"The First Printed Map of the Interior of Alaska Along the Lower Courses of the Yukon" (Streeter)
Rare separately published example of Zagoskin's map of Alaska.
According to the Streeter catalogue, “the map must be one of the first, if not the "first printed map of the interior of Alaska along the lower courses of the Yukon”. Zagoskin’s expedition covered on foot, in just eighteen months, about 3000 miles of inland Northern Alaska, in the region encompassed by the Yukon and Kuskokwim Rivers, and Norton Sound. Zagoskin describes in detail the Russian trading posts along the way, and the customs of local Eskimo and Indian inhabitants.

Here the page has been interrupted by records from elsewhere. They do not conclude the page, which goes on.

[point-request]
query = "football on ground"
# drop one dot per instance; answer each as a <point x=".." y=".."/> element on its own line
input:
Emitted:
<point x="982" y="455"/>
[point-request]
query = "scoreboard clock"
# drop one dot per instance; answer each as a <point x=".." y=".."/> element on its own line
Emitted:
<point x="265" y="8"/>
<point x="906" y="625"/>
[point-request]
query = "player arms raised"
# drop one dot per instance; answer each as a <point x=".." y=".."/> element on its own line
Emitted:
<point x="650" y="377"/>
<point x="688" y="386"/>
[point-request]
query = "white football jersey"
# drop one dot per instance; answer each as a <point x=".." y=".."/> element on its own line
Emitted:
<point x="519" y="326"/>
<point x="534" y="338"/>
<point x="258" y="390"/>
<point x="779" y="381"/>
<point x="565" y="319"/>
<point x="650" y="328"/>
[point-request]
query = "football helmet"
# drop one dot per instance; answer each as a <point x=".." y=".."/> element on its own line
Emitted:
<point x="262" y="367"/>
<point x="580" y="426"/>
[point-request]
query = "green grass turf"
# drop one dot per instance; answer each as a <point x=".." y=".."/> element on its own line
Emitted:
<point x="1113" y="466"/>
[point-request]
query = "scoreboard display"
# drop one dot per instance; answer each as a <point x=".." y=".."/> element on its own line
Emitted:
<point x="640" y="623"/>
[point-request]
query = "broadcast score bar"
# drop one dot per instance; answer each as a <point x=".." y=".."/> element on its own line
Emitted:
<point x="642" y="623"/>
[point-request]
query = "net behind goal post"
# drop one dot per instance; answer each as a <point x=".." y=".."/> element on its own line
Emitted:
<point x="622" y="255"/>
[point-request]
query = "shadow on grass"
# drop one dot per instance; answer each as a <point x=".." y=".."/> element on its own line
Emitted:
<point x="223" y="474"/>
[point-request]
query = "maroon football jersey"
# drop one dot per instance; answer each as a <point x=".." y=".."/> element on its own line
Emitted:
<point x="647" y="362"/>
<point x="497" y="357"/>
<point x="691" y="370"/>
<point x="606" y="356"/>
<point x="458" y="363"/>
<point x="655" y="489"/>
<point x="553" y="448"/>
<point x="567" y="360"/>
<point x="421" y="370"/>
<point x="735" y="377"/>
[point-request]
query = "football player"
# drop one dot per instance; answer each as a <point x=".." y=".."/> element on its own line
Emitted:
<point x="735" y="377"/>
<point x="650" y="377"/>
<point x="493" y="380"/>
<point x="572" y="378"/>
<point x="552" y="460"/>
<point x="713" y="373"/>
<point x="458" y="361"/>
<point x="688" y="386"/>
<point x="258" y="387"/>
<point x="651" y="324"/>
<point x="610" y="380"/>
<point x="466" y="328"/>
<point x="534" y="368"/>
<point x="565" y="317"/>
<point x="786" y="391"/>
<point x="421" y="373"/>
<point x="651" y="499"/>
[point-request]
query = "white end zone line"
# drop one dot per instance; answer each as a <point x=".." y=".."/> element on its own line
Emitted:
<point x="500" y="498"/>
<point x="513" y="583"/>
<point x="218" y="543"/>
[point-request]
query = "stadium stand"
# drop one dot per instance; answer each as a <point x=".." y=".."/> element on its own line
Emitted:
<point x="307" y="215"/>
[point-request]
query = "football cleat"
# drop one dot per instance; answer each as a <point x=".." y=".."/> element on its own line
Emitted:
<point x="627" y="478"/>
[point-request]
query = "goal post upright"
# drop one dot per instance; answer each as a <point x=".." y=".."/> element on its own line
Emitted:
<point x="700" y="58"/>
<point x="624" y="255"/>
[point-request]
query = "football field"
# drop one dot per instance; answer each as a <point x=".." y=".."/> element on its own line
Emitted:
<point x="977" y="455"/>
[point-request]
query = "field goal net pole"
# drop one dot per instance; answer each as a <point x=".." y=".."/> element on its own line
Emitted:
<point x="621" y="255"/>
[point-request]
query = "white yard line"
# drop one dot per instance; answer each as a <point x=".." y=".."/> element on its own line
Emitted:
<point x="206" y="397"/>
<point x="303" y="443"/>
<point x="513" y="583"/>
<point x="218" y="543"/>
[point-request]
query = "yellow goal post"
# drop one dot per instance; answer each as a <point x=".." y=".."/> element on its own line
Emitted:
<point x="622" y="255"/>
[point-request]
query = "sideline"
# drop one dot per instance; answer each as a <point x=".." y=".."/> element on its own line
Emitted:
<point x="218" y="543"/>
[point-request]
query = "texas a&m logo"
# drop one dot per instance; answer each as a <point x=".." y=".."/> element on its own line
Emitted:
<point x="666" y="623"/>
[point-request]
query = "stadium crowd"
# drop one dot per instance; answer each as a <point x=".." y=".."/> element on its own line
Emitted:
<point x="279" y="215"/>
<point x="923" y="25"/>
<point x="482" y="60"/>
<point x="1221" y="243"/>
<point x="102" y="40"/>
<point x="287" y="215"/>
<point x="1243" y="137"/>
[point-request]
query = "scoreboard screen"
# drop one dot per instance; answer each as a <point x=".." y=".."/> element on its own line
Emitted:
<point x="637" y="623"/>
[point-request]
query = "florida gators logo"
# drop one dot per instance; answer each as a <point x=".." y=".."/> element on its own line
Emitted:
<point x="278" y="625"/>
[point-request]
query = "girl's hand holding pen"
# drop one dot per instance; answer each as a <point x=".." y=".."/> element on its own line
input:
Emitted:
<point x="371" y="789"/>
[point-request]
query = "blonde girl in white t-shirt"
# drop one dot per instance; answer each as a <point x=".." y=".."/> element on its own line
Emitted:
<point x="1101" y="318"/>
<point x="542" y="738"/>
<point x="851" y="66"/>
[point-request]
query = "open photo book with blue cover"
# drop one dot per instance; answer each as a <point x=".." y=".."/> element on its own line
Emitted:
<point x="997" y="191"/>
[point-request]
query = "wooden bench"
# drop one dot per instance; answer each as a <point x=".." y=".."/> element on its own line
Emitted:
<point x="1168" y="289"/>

Lavrenty Zagoskin (1808-1890) had been in the service of the Russian-American Company since 1838. In 1824-44 he headed the exploratory expedition to the surroundings of the Norton and Kotzebue Sounds, during which he discovered the mountain range separating the Yukon River from the eastern shore of the Norton Sound, surveyed the basins of the local rivers, found previously unknown Aleut settlement (modern Holy Cross in the Yukon-Koyukuk Census Area, Alaska), compiled he first map of the area, and collected numerous zoological, botanical, mineralogical and ethnographical items.
For his achievements, Zagorskin was elected a member of the Russian Geographical Society which published excerpts from his travel diary in its ‘‘Proceedings’’ (1846 and 1847). This the first full edition of Zagoskin’s travel account was published in two volumes in 1847-1848 and was accompanied with a large folding map outlining the route of his expedition. This edition received the Demidov Award of the Russian Academy of Sciences (1849).
Коллегия Павла Галагана (The College of Paul Galagan). A Ukranian/Russian Imperial Library which was closed and broken up by the Bolsheviks shortly after 1917.
RBH and ABPC record only one copy having sold at auction: the Streeter copy (Parke-Bernet Galleries, 22-23 April 1969, lot 3521, $475).